Generate acceptance and inspection statistics and identify classification inconsistencies between humans and the LLM for evaluation summary data

This function performs the following actions:
  • Creates a statistics file containing:
    • Accepted LLM Classifications: Number of papers with classifications accepted by the LLM based on a specified threshold value for each combination of mission and paper type.

    • Human Inspection Requirements: Number of papers requiring human inspection

    • Accepted Bibcodes: Bibcodes corresponding to the accepted classifications.

    • Inspection-Required Bibcodes: Bibcodes that need human inspection due to ambiguous confidence values.

Parameters:
  • input_path (str | pathlib.Path) – Input paper_output file name/path for statistics

  • output_path (str | pathlib.Path) – File name/path to save the JSON file

  • threshold_acceptance (float) – Threshold value to accept LLM papertype

  • threshold_inspection (float) – Threshold value to filter papers required for human inspection

Return type:

None

Raises:

Exception – For any other exceptions that occur during DataFrame creation or file operations.

bibcat.llm.stats.save_operation_stats(input_path: str | Path, output_path: str | Path, threshold_acceptance: float, threshold_inspection: float)[source]#

Generate acceptance and inspection statistics from operational classifications

This function performs the following actions:
  • Creates a statistics file containing:
    • Accepted LLM Classifications: Number of papers with classifications accepted by the LLM based on a specified threshold value for each combination of mission and paper type.

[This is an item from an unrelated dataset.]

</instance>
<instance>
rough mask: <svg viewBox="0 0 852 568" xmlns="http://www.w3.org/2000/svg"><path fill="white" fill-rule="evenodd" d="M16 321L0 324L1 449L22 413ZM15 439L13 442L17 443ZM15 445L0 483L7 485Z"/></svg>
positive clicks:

    • Human Inspection Requirements: Number of papers requiring human inspection

    • Accepted Bibcodes: Bibcodes corresponding to the accepted classifications.

    • Inspection-Required Bibcodes: Bibcodes that need human inspection due to ambiguous confidence values.

Parameters:
  • input_path (str | pathlib.Path) – Input paper_output filename/path for statistics

  • output_path (str | pathlib.Path) – File name/path to save the JSON file

  • threshold_acceptance (float) – Threshold value to accept LLM papertype

  • threshold_inspection (float) – Threshold value to filter papers required for human inspection

Return type:

None

Raises:

Exception – For any other exceptions that occur during DataFrame creation or file operations.

bibcat.llm.stats.write_stats(output_path, threshold_acceptance, threshold_inspection, grouped_df)[source]#

Write the satistics into a JSON file.

Parameters:
  • output_path (pathlib.Path) – Filename path to save the stats results.

  • threshold_acceptance (float) – Threshold value to accept LLM papertype.

  • threshold_inspection (float) – Threshold value to filter papers required for human inspection.

  • grouped_df (pd.DataFrame) – Grouped DataFrame

Return type:

None

Module contents#

This module contains the scripts for LLM classification.